VALOIS, COUNTS AND DUKES OF. The French countship of Valois (pagus Vadensis) takes its name from Vez (Latin Vadum), its early capital, a town in the department of the Oise. From the 10th to the 12th century it was owned by the counts of Vermandois and of Vexin; but on the death of Eleanor, sister and heiress of Count Raoul V (d. 1167), it was united to the crown by King Philip Augustus. Soon detached from the royal domain, Valois was the property of Blanche of Castile, widow of Louis VIII, from 1240 to 1252, and of Jean Tristan, a younger son of Louis IX, from 1268 to 1270. In 1285 Philip III gave the county to his son Charles (d. 1325), whose son and successor, Philip, count of Valois, became king of France as Philip VI in 1328. Sixteen years later Valois was granted to Philip's son, Philip, duke of Orleans; then passing with the duchy of Orleans in 1392 to Louis (d. 1407), a son of Charles V, it was erected into a duchy in 1406, and remained the property of the dukes of Orleans until Duke Louis became king of France as Louis XII in 1498, when it was again united with the royal domain.
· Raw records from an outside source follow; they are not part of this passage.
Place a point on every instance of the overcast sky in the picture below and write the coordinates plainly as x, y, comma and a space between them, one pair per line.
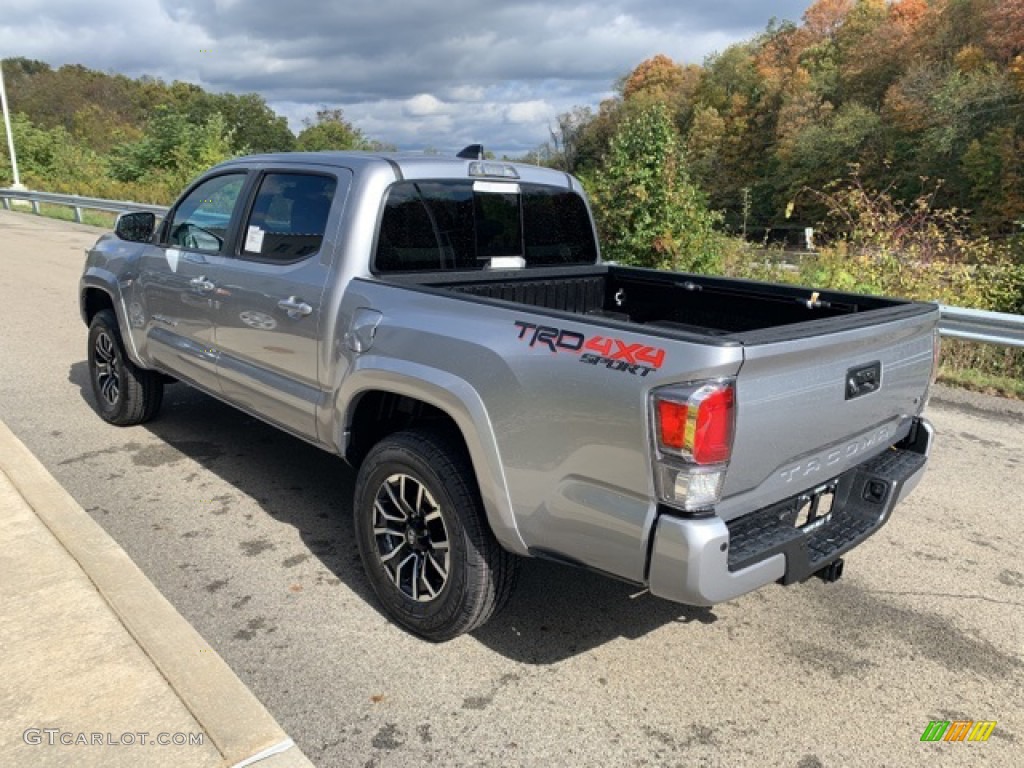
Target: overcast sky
413, 73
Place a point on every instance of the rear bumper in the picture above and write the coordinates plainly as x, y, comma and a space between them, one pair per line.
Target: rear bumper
706, 561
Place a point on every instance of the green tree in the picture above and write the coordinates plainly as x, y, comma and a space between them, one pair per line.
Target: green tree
647, 211
172, 151
330, 130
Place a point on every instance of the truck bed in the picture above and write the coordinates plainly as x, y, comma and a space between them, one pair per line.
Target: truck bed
728, 309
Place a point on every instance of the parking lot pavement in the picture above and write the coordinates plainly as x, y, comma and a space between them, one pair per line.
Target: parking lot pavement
248, 534
98, 669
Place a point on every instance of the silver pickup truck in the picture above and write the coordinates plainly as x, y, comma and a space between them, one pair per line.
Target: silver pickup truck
446, 326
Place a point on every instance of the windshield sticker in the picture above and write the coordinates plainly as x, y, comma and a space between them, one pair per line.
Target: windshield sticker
254, 240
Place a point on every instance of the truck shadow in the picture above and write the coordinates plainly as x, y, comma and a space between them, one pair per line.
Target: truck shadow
556, 612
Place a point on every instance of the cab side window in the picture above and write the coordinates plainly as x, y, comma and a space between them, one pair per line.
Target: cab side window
289, 217
200, 222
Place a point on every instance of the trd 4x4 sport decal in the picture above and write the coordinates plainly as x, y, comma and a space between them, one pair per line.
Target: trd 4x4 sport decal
614, 354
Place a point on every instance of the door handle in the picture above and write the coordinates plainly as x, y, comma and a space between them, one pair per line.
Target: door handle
295, 307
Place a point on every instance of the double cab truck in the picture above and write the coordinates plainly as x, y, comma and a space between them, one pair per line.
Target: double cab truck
446, 326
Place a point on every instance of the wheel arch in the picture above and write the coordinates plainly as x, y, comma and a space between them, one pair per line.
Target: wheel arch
385, 396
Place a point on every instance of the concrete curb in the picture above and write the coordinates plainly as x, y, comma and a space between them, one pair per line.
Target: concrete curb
966, 399
241, 728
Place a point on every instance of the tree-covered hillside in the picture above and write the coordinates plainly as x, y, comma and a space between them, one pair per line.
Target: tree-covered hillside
88, 132
907, 90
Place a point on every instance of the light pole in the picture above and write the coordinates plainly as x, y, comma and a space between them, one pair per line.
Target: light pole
10, 136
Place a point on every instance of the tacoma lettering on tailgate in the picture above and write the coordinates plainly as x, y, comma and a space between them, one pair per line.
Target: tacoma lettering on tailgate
828, 458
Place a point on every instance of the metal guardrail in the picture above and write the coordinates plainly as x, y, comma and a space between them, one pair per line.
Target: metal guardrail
76, 202
971, 325
978, 325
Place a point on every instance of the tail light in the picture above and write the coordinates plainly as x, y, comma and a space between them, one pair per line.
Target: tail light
693, 428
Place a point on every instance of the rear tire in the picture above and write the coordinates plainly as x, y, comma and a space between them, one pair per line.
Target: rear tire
125, 393
429, 554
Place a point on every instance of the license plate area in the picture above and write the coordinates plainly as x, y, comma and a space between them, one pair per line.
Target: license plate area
814, 508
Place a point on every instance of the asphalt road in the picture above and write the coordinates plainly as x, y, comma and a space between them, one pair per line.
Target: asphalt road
248, 532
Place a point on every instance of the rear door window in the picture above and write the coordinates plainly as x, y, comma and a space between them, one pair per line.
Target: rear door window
201, 220
443, 225
288, 219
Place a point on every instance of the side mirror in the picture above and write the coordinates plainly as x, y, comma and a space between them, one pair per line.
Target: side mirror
136, 227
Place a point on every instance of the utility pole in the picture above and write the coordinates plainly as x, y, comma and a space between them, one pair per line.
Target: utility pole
10, 136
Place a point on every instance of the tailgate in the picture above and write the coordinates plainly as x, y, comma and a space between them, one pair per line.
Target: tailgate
800, 422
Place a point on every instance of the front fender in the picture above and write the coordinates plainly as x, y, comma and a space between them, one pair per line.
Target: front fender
98, 279
461, 401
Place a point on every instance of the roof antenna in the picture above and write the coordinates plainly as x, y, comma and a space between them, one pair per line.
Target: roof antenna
473, 152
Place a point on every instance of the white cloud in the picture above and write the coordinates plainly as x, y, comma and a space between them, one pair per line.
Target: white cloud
413, 73
423, 104
529, 112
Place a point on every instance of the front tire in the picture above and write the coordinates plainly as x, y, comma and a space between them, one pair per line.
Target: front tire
125, 393
429, 555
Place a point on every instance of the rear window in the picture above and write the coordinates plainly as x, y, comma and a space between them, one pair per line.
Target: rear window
442, 225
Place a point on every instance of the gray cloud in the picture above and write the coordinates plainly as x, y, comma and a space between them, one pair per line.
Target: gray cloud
415, 73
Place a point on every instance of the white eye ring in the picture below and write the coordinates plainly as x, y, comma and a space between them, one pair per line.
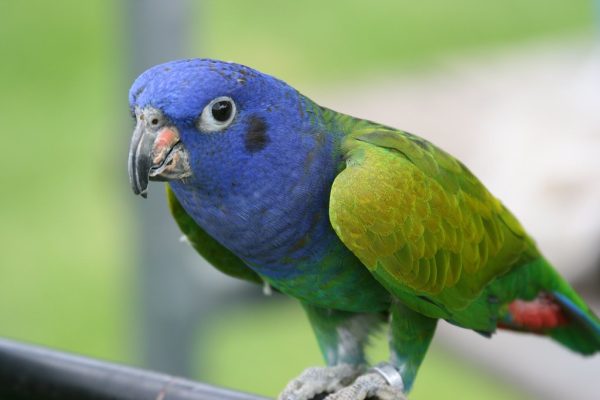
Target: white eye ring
217, 115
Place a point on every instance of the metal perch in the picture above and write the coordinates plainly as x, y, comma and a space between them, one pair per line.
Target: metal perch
34, 373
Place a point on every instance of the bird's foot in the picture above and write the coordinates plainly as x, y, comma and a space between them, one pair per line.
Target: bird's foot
318, 380
383, 382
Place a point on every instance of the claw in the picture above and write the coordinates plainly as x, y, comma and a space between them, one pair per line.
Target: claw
317, 380
369, 385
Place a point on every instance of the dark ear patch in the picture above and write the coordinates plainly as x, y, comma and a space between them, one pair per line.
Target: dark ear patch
256, 136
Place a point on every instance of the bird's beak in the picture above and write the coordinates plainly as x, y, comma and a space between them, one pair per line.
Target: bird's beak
156, 153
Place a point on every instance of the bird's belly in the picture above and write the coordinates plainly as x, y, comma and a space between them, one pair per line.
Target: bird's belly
336, 280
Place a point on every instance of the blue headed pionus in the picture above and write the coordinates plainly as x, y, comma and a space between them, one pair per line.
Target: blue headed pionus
362, 223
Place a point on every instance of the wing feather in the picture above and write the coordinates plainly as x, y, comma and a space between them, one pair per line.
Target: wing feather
419, 220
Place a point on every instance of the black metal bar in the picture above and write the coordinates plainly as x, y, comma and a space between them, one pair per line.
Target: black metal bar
34, 373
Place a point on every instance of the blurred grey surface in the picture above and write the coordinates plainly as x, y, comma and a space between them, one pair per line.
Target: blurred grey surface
177, 290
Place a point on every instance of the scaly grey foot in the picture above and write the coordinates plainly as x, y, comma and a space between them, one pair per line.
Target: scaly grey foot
316, 380
382, 382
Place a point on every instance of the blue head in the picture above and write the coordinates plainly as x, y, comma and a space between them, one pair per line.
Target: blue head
241, 149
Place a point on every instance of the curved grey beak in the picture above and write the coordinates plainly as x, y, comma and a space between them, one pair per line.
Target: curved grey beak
156, 152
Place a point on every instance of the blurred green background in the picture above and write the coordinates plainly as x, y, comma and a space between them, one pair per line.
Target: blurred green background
66, 220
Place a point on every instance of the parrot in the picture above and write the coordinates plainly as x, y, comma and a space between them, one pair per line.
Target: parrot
365, 225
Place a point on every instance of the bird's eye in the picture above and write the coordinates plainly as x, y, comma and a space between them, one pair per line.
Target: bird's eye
217, 115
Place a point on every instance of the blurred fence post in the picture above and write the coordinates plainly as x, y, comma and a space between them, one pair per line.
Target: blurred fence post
176, 298
160, 31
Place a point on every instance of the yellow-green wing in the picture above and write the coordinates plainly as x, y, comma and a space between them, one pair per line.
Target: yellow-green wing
220, 257
420, 221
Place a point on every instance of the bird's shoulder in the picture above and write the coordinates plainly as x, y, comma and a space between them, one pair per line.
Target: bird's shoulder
419, 219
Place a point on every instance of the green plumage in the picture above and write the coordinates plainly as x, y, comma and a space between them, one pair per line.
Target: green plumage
430, 233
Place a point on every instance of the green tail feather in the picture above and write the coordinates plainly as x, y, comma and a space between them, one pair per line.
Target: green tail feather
583, 333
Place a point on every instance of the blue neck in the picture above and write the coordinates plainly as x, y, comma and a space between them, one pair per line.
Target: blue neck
274, 214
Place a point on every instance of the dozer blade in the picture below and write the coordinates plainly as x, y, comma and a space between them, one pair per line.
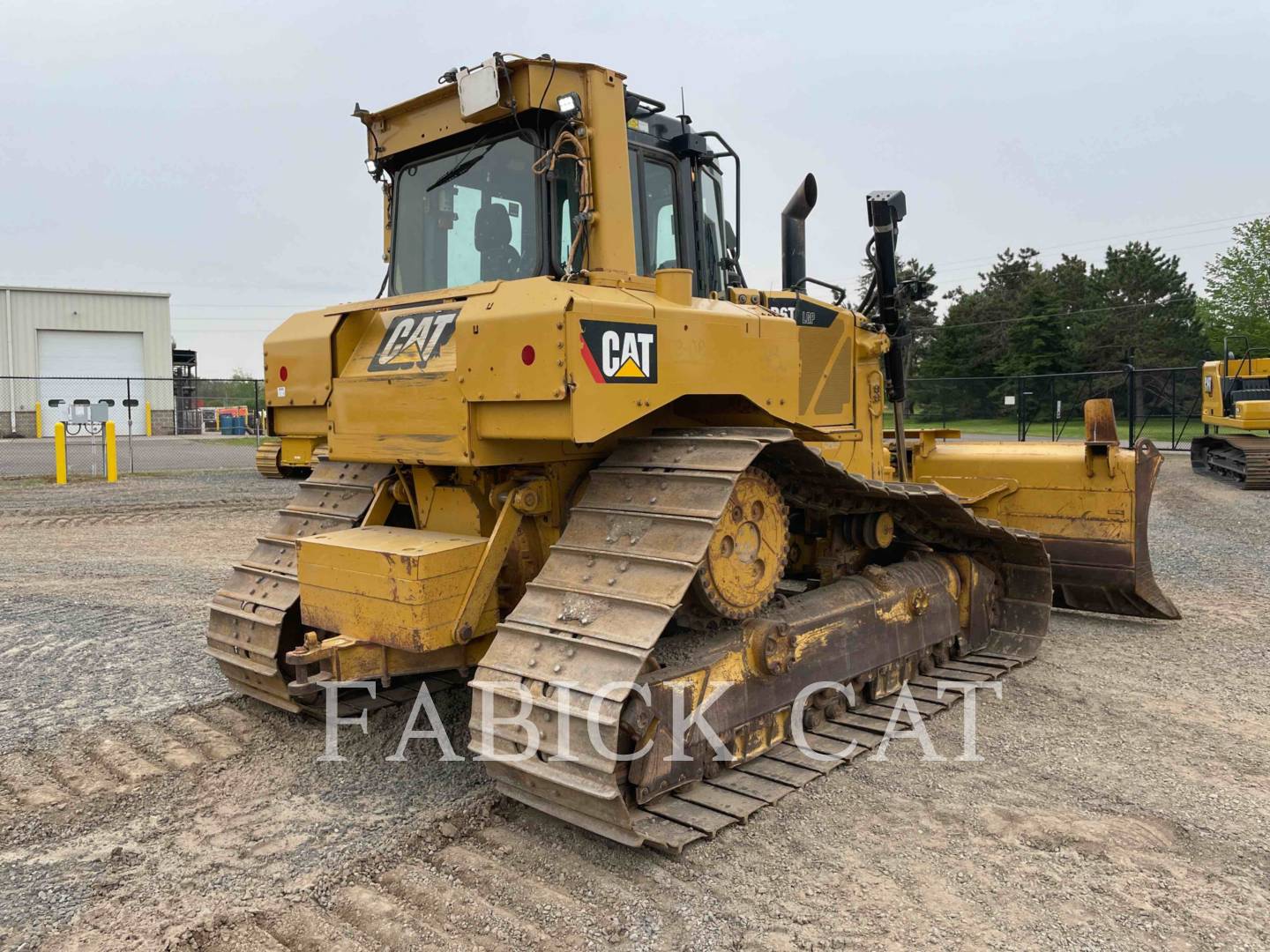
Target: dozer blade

After this event the duchy of Valois was granted to several ladies of the royal house. Held by Jeanne, countess of Taillebourg (d. 1520), from 1516 to 1517, and by Marie, countess of Vendôme, from 1530 until her death in 1546, it was given to Catherine de Medici, the widow of Henry II, in 1562, and in 1582 to her daughter, Margaret of Valois, the wife of Henry of Navarre. In 1630 Louis XIII granted Valois to his brother Gaston, duke of Orleans, and the duchy formed part of the lands and titles of the dukes of Orleans from this time until the Revolution.

The house of Valois, a branch of the great Capetian family, is thus descended from Charles, a son of Philip III, and has been divided into several lines, three of which have reigned in France. These are: (1) the direct line, beginning with Philip VI, which reigned from 1328 to 1498; (2) the Orleans branch, descended from Louis, duke of Orleans, a son of Charles V, from 1498 to 1515; (3) the Angoulême branch, descendants of John, another son of the same duke, from 1515 to 1589. Excluding the royal house, the most illustrious of the Valois branches are: the dukes of Alençon, descendants of Charles, a younger son of Charles I, count of Valois; the dukes of Anjou, descendants of Louis, the second son of King John II; and the dukes of Burgundy, descendants of Philip, the fourth son of the same king.